2012 Best Buys: Compact SUV
NISSAN QASHQAI (Winner)
Is it a hatch? Is it an SUV? When the first Qashqai was launched it was a tough vehicle to classify. Since then its range has grown substantially now including a seven-seater, front wheel drive or 4×4, you can even choose between a turbo diesel and a petrol derivative. Thankfully they also squashed that piggy nose on the original and sharpened the visage substantially making it far more appealing to those in need of macho wheels. The Qashqai product has grown in stature and resolve and we’re confident you’ll find one that suits your needs despite being marginally smaller than the Korean offerings. Space is more than adequate, whilst ride comfort makes it a champion in this segment. The cabin manages to look premium even with a cloth trim and the spec levels on a Qashqai are generally high across the range. Nissan also have a great way of delivering feedback through the steering wheel, a trick they’ve mastered in their sports cars and a quality that filters through sufficiently here too. The reward is a truly engaging drive that shrinks the vehicle around its driver. Couple that with its eager 2-litre petrol model and you’ll have the perfect extra urban runabout.
NEED TO KNOW
PRICE | R238 500-R347 500
ENGINES | 1.6-litre petrol, 2.0-litre petrol and diesel
TRANSMISSION | 5/6-speed manual, CVT
If you thought the Qashqai was hard to categorise, wait till you see this thing. Honestly Nissan, we’ve gone through the trouble of creating all these segments, would it hurt you to make cars that fill them neatly? Quirky looks, hot hatch performance and a fun cabin with lots of toys. This is another brilliant hatch… err Compact SUV from Nissan.
The first entrant from Team Korea is the Sportage, plagued only by a tragically long waiting list – a by-product of high demand. It’s also one of the closest concept to production car transitions we’ve ever seen which is why it looks like a 2030 model.
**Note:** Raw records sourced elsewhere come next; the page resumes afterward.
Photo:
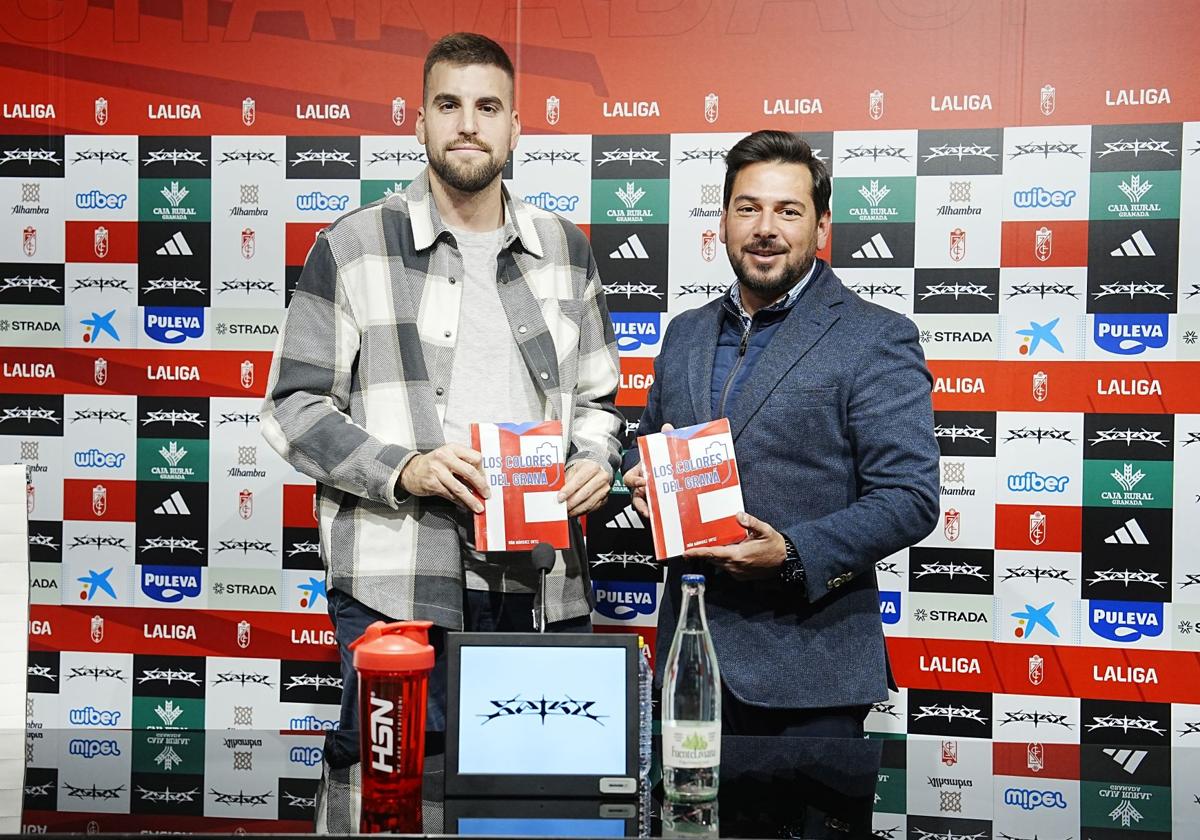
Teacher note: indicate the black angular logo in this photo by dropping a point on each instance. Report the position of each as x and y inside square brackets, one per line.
[174, 157]
[970, 571]
[957, 291]
[967, 151]
[965, 433]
All the compact SUV boxes are verily ticked with front wheel and four wheel drive options, a commanding vantage point and a million ways to connect your iPod.
The Hyundai comes across as the Sportage’s plainer, more practical sibling but in truth there’s little more than a bodyshell that distinguishes them. The Hyundai is marginally more expensive too and with slightly less standard features but your choice between them will still most likely come down to badge preference.